# Button Quail....Good for anything?



## PulpFaction (Jul 23, 2009)

There are a couple of button quail someone is giving away on Craigslist. I'm attracted to the size and ease of housing since I have VERY limited indoor space and no outdoor space available.

My question is, though...are they good for anything? I hear they lay a lot of eggs, but they're tiny. Is there any market for, perhaps, pickled Button Quail eggs, and do you think I could keep enough in a few cages to make it worth while?

My suspicion is that these are a cute hobby, and that's about it.


----------



## Janis Sauncy (Apr 11, 2006)

People who raise other birds (cockatiels, etc.) often have button quail in the cages with them to clean up the spilled seed on the cage floors.

I had a pair in with my cockatiels (more for pets than anything). She laid lots of eggs but never sat on them.

They're awfully cute and entertaining. As far as pets go, they're cheap to feed and easy to keep.

I sure can't imagine getting enough out of them, meat or eggs, for them to have any use that way.


----------



## Jesse L (Nov 6, 2008)

SOme people just raise then, and are always buying and selling them. You could always try it out and see how they go. 

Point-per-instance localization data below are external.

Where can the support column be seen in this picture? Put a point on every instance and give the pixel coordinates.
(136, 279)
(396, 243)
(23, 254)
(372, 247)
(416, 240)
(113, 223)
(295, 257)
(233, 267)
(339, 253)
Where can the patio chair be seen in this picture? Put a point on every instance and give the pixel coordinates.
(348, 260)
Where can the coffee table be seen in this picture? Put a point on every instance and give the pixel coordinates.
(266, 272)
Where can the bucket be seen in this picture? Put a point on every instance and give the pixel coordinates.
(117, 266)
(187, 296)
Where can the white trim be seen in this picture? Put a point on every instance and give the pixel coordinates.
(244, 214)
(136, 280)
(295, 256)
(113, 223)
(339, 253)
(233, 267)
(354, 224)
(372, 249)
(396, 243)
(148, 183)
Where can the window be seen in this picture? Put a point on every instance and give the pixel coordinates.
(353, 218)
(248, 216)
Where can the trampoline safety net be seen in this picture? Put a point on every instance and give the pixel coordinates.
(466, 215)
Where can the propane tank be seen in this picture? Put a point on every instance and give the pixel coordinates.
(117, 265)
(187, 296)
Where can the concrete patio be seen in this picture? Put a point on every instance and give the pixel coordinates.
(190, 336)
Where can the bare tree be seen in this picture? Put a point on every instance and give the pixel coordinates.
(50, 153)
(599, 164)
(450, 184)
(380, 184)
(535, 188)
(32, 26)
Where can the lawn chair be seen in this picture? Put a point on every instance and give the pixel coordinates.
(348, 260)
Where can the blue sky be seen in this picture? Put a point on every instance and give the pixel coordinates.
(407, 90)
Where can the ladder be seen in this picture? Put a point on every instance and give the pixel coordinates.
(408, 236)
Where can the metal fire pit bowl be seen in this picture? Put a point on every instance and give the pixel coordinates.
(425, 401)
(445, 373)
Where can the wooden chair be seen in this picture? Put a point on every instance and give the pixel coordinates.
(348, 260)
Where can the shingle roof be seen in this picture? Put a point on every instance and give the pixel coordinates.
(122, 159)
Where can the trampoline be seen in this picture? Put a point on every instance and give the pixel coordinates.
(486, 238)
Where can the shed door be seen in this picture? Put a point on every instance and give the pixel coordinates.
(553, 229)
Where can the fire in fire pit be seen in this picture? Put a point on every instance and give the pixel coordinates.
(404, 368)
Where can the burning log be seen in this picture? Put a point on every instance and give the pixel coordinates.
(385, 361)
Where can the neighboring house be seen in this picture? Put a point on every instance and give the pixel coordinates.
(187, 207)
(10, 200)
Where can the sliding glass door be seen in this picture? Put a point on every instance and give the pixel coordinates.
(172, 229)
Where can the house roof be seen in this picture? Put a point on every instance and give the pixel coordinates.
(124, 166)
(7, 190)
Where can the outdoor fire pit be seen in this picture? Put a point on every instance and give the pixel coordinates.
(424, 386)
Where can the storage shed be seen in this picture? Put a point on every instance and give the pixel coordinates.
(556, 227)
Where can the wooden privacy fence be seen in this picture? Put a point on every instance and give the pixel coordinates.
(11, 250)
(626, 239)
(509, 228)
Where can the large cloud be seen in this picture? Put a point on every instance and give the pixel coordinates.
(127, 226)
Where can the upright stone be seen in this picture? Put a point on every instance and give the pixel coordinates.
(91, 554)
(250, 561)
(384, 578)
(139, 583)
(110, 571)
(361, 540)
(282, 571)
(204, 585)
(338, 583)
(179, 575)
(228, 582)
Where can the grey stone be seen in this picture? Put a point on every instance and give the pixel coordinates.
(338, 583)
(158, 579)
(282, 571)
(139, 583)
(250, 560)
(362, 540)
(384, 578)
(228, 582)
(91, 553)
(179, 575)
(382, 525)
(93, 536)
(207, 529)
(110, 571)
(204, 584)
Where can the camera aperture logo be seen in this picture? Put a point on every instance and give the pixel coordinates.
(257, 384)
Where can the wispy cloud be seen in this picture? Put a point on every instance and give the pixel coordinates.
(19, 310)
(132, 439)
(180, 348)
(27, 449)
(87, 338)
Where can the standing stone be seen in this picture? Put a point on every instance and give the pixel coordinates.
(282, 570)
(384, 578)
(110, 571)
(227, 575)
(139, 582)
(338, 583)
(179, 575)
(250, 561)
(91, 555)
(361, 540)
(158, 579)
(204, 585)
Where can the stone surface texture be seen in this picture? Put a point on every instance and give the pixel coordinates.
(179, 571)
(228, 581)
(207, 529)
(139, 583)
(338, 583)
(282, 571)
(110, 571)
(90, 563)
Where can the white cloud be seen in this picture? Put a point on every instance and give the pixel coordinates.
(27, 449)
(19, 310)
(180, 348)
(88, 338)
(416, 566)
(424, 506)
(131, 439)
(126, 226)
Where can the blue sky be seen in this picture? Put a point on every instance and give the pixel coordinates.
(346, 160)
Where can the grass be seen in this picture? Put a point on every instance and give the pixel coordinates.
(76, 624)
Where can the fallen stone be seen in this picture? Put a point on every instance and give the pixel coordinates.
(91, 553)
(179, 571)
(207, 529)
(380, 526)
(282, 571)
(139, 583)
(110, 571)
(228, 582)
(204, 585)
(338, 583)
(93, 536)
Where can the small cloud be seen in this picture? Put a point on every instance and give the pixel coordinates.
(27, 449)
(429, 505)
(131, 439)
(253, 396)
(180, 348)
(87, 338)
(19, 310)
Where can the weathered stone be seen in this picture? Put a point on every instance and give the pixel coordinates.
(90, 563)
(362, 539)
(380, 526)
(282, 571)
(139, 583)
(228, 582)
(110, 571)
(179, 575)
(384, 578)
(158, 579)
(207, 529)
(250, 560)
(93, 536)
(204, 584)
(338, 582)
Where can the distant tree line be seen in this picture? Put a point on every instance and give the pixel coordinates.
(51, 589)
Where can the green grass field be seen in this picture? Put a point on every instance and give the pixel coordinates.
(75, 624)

You could easily sell a bird for $5 - although you need to incubate the eggs as they dont sit on them. Ive heard that in the wild they build burrows in the ground and they would be in there often enough that the borrow would stay warm in the summer so they wouldnt need to be sat on. Just need a small incubator.


----------



## PulpFaction (Jul 23, 2009)

Eh, I'm thinking they're not worth my time. I could keep a rabbit in the same space as a whole passel of these guys and at least have poop for the garden. 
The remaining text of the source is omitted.